I also have a vague memory of the big sign atop the Garfield’s fly tower being lit up with hundreds of little light bulbs, until the mid-1950s, but maybe wishful thinking has caused me to imagine having seen that. I know the sign itself was there for ages, and the painted mural and lettering on the back of the fly tower, flaking and fading away year after year. That photo from the USC collection shows only the top of the moon, and not the sailing ship that was silhouetted against it. I’d love to see a picture of the whole thing.

Patsy on May 18, 2007 at 8:43 am

ken mc: Interesting b/w photo…wonder if the windmill is still there?

Patsy on May 17, 2007 at 4:21 am

Joe: Thanks for the information on the Garfield/DuPuy castle connection. View link

Joe Vogel
Joe Vogel on May 16, 2007 at 7:23 pm

Patsy: Temple was the original name of the theatre which is listed on Cinema Treasures under its final name, El Rey. It was demolished following the Northhridge earthquake in 1987, as was the nearby Alhambra Theatre (Alhambra Twin Cinemas. Alhambra’s other known old theatre, the Granada/Coronet/Capri was destroyed following an earlier earthquake, in 1971. I’ve come across one reference to another very early (c1912) movie theatre in Alhambra, possibly called the Supurba, but can’t pin down any details about it.

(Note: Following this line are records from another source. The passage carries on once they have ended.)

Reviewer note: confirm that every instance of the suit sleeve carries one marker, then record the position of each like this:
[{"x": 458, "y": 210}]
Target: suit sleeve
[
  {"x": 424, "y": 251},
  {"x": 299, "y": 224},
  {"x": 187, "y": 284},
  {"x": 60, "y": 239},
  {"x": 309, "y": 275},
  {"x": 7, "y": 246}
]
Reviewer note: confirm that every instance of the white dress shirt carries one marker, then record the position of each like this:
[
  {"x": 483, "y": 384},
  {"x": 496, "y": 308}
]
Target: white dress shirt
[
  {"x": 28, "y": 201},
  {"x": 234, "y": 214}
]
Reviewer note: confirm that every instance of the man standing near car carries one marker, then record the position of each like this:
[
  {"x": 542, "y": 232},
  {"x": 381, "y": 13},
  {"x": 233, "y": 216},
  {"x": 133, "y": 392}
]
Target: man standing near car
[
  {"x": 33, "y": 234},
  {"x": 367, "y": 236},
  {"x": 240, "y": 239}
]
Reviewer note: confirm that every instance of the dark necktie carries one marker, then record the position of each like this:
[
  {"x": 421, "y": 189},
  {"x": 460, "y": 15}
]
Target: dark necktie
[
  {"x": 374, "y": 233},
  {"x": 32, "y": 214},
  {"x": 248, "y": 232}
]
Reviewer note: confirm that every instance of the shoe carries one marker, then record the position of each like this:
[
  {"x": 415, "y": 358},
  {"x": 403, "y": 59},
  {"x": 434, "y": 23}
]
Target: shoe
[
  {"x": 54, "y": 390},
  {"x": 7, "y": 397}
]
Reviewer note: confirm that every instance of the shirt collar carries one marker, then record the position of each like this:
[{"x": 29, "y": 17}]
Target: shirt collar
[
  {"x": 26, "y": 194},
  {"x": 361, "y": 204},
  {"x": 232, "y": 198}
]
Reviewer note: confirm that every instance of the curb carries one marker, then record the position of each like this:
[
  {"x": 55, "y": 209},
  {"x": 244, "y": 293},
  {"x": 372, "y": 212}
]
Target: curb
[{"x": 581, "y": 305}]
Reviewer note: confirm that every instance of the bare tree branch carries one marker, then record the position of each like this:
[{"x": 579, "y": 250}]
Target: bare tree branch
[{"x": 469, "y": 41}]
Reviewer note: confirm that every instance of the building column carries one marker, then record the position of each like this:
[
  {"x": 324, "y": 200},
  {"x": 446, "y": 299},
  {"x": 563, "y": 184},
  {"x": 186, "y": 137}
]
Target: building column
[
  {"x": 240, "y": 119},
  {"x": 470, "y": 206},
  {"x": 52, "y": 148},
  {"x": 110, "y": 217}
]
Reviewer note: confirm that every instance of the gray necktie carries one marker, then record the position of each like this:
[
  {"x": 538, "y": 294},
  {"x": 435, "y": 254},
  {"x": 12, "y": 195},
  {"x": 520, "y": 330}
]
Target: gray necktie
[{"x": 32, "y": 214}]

Interestingly enough, the architect originally employed to design the Garfield was John Walker Smart, who did in fact design the DuPuy castle now owned by Phil Spector. Eventually it was L.A. Smith who designed the Garfield.

Patsy on May 16, 2007 at 4:44 pm

It doesn’t look like CT has the Temple in Alhambra listed. Cinema Tour says it is closed so the town had 2 former theatres and one famous castle!

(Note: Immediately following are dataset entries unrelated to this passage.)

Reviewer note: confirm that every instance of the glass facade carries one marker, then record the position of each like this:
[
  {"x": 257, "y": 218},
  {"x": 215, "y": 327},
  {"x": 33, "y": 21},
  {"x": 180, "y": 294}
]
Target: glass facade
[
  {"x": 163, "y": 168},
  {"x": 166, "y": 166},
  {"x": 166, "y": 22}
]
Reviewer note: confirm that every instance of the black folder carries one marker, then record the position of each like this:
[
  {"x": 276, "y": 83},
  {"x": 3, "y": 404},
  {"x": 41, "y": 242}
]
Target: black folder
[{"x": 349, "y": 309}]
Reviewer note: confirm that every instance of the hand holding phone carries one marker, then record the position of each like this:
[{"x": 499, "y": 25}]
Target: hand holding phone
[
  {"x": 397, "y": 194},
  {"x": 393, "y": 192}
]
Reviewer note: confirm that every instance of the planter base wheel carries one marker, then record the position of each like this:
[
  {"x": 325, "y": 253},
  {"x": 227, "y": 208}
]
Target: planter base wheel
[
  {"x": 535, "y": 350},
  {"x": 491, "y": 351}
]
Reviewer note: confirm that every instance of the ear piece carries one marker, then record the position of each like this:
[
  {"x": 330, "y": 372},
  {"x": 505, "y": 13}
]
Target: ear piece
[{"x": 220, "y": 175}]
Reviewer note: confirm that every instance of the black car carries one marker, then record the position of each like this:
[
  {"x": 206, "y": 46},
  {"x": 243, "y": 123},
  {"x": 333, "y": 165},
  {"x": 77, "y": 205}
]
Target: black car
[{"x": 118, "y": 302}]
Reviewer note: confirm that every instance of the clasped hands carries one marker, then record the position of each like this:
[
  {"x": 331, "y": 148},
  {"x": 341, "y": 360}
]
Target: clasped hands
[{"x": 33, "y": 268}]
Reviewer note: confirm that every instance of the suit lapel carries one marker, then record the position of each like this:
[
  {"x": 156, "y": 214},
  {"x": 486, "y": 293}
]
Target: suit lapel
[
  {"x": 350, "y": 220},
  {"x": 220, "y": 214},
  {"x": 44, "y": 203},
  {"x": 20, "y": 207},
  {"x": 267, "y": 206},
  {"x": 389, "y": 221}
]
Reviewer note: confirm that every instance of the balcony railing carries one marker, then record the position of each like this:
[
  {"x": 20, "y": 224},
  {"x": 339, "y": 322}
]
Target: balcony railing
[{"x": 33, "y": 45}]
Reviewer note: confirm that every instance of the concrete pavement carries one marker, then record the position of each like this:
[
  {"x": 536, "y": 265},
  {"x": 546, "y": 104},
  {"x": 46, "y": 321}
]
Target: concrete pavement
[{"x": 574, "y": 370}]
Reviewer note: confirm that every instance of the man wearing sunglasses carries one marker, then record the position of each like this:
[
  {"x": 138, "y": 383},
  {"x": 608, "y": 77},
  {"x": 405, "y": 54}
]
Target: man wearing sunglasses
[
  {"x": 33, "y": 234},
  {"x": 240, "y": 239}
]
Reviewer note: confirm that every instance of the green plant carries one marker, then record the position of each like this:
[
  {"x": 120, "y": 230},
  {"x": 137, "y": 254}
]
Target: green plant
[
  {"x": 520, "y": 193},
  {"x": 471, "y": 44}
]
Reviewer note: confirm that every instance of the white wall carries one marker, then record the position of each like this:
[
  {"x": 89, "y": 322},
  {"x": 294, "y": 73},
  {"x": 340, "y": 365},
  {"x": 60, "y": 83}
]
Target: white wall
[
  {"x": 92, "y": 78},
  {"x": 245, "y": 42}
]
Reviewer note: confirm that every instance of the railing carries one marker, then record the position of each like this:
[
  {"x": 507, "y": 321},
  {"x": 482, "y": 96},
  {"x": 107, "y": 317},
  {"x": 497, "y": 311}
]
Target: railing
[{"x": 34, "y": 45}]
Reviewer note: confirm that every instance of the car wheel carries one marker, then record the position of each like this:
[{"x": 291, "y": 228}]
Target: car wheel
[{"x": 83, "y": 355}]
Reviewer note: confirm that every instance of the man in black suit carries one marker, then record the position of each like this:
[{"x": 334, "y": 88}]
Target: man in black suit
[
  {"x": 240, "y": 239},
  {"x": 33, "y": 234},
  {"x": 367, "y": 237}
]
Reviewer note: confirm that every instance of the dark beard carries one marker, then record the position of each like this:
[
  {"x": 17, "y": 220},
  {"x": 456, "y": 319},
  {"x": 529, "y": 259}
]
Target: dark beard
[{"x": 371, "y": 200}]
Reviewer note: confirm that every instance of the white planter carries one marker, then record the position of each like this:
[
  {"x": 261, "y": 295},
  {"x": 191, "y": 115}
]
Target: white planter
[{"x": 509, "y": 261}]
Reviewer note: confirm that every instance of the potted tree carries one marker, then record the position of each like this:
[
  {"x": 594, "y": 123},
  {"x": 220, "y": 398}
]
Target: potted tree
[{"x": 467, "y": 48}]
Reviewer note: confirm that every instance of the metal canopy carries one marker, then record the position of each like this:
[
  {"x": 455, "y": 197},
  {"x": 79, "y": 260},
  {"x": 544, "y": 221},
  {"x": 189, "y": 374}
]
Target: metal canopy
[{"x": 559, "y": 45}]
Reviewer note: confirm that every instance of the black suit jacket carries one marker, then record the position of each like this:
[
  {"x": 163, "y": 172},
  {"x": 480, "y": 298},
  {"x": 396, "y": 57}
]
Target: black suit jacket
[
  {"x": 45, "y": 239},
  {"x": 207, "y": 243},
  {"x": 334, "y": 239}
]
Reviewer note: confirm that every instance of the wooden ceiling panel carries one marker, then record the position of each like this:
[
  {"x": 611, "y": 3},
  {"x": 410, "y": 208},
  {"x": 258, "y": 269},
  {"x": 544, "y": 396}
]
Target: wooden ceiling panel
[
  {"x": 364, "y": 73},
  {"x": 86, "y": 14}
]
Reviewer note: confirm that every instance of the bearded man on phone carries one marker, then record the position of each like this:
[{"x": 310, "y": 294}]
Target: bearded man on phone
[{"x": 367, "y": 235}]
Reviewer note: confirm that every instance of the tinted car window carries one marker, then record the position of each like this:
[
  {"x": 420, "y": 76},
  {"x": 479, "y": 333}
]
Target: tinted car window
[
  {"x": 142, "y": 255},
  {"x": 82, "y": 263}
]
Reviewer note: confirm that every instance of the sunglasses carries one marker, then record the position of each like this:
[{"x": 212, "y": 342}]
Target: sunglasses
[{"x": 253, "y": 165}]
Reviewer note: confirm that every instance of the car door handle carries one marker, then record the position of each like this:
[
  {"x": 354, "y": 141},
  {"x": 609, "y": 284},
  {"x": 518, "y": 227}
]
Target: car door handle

Patsy on May 16, 2007 at 4:36 pm

It’s a shame to read that this theatre is no more. I found out about this theatre while researching the Town of Alhambra and the Pyrenees Castle which is owned by legendary music producer, Phil Spector who is on trial for murder in an LA courthouse on Court TV. Read there was a Temple Theatre, too.

Droog on October 25, 2006 at 5:59 pm

All I remember was seeing King Kong in the late 70s. Was this the one that had the huge painting for Heaven Can Wait?